1) есть DNS-верификация через TXT-запись. 2) ну не пользуйся плохим способом, пользуйтесь хорошим.

вариат что описан тут https://habrahabr.ru/post/301558/ мне понравился хреново конечно но уже что то

ну ты попросил специально придумать :) про летсенкрипт везде очень плохие примеры показывают, если честно.

спасибо. кошмар какой

вариат что описан тут https://habrahabr.ru/post/301558/ мне понравился хреново конечно но уже что то

пожалуйста, очередной отвратительный пример. эта штука будет лезть в ваши конфиги нджинкса. сама. это не будет работать более, чем на одном сервере. никак.

не, не лезет

кладет в папку и все

вариат что описан тут https://habrahabr.ru/post/301558/ мне понравился хреново конечно но уже что то

слушай. там цербот уже нормальный. хоть вебрут делай, хоть днс, хоть вручную парся вывод

а вот про > DNS-верификация через TXT-запись не знал что у них такое есть

не, не лезет

а, да, моя ошибка.

да вебрут в большинстве случаев ок

да вебрут в большинстве случаев ок

пока сервер один. и мне кажется, это отнюдь не большинство случаев.

А почему нельзя лэк повесить слушать 80 на локалхост и прост проксирнуть на него нгинкс?

А почему нельзя лэк повесить слушать 80 на локалхост и прост проксирнуть на него нгинкс?

можно, кто ж вам запретит.

кто по dns работает?

кто по dns работает?

интернет например. вопрос-то в чем?

нене

https://github.com/lukas2511/dehydrated/wiki/Examples-for-DNS-01-hooks

dns првоерка при получении ssl

можно, кто ж вам запретит.

Ну дык зачем тогда глушить сайт?

Ну дык зачем тогда глушить сайт?

брр, придумал идиотский мануал как пример идиотского мануала, теперь у меня спрашивают, почему мануал такой идиотский.

ERROR: S client not available

низачем.

А, ок. А то я так понял что это обязательное условие. Извините за панику

пока сервер один. и мне кажется, это отнюдь не большинство случаев.

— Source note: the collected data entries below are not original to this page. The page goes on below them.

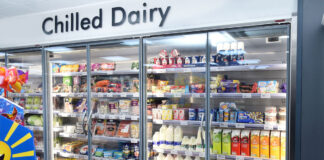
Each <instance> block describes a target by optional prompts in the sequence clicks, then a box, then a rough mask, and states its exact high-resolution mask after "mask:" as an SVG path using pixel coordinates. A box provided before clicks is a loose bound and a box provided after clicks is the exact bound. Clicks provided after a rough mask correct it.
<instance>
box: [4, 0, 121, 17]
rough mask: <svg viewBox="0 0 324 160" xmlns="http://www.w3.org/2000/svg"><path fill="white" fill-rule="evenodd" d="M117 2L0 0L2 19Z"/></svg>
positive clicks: (42, 0)
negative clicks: (61, 9) (69, 7)
mask: <svg viewBox="0 0 324 160" xmlns="http://www.w3.org/2000/svg"><path fill="white" fill-rule="evenodd" d="M104 1H116V0H0V19H1V18H8V17H13V16H19V15H24V14H32V13H39V12H45V11H50V10H57V9H62V8H69V7H75V6H80V5H86V4H90V3H97V2H104Z"/></svg>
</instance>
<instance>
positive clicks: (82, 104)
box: [45, 47, 88, 159]
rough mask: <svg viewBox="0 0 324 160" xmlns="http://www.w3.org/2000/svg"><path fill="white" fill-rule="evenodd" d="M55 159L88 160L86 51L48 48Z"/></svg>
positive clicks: (64, 47) (46, 48)
mask: <svg viewBox="0 0 324 160" xmlns="http://www.w3.org/2000/svg"><path fill="white" fill-rule="evenodd" d="M45 50H46V51H47V53H48V55H49V67H50V69H51V74H50V75H52V76H51V81H50V83H51V86H52V88H51V90H50V91H51V95H52V101H51V103H52V104H51V106H52V112H53V114H54V115H53V128H52V130H53V138H54V140H53V144H54V146H53V147H54V149H55V150H57V153H54V154H55V155H54V159H62V158H75V157H77V158H79V159H87V155H86V154H87V148H88V145H87V143H88V140H87V123H86V120H87V119H86V112H87V108H88V106H87V98H86V95H87V94H86V92H87V74H86V62H87V61H86V50H85V47H79V48H68V47H50V48H46V49H45Z"/></svg>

да почему? сделац всем прокидку веллноун в одну папку и трай файлс

да почему? сделац всем прокидку веллноун в одну папку и трай файлс

ну да, но это надо заводить отдельный сервер с вебрутом, проксировать .well-known с фронтов на этот сервер и с него потом деплоить сертификат на фронты внешними от сертбота способами.

с днс походу еще геморнее

с днс походу еще геморнее

нет

ну да, но это надо заводить отдельный сервер с вебрутом, проксировать .well-known с фронтов на этот сервер и с него потом деплоить сертификат на фронты внешними от сертбота способами.

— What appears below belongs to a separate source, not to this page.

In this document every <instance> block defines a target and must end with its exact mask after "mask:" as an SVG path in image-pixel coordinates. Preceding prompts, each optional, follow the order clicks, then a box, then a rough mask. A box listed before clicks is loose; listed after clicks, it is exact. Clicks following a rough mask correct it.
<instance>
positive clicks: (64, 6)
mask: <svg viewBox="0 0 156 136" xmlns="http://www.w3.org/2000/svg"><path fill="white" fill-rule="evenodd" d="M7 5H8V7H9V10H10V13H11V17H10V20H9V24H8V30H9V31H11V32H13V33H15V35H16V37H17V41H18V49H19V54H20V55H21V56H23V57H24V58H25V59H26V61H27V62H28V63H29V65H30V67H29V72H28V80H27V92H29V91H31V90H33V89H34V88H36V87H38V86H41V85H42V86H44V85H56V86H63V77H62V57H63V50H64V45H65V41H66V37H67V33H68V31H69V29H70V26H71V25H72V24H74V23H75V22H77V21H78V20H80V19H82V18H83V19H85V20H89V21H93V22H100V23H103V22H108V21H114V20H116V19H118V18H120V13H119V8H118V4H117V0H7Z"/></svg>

а, если ты по сервера в плане нод, то вообще не вижу проблемы - ансиблом бегаешь и ладно

ну да, но это надо заводить отдельный сервер с вебрутом, проксировать .well-known с фронтов на этот сервер и с него потом деплоить сертификат на фронты внешними от сертбота способами.

Можно попробовать сделать на уровне http реврайт, если сервера не нагруженные

ну то есть если у вас нет возможности в пару команд внести запись в DNS - то да, геморнее.

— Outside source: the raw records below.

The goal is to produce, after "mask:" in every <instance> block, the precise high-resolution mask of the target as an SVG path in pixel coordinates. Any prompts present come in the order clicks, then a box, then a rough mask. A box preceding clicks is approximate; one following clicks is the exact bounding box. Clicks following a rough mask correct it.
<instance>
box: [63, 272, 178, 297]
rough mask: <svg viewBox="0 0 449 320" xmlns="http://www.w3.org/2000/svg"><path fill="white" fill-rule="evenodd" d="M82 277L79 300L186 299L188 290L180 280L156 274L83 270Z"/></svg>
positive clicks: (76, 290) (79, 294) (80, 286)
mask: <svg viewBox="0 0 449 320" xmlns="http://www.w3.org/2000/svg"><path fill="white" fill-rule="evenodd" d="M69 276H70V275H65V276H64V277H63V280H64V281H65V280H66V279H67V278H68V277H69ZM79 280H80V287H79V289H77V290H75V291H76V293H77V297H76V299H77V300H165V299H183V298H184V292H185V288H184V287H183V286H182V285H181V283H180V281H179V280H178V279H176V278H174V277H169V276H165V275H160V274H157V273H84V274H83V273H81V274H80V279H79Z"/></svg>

Можно попробовать сделать на уровне http реврайт, если сервера не нагруженные

сертбот ходит по 30х-редиректам?

Интернал реврайт же

Интернал реврайт же

что? вы не знаете на какой из 50 серверов придет запрос от сертбота.

у меня днс на яндексе

у меня днс на яндексе

у днс на яндексе есть очень удобное апи.

ну атк надо писать к ней скрипт )

ну атк надо писать к ней скрипт )

вот блин!

не проблема

просто это надо делать

а решение с шелом дает получить серт прям сейчас

вот в чем затык

Кстати, а яндекс.днс можно делегировать левым чувакам?

через апи )

Кстати, а яндекс.днс можно делегировать левым чувакам?

выдать доступ кому-то левому к какой-то зоне?

выдать доступ кому-то левому к какой-то зоне?

да хоть ко всем моим. но только днс, а не весь сервис

там можно ключи доступа к днс-апи выдавать

но кажется это зааффектит весь ПДД

там можно ключи доступа к днс-апи выдавать

только к днс без почты?

воот

напишите интерфейс с апишкой и выдавайте досутпы к доменам

и делегируйте кому хотите

что? вы не знаете на какой из 50 серверов придет запрос от сертбота.

Да, забыл я как нгинкс работает. В каждой сервер добавить локейшн для таких файлов не вариант?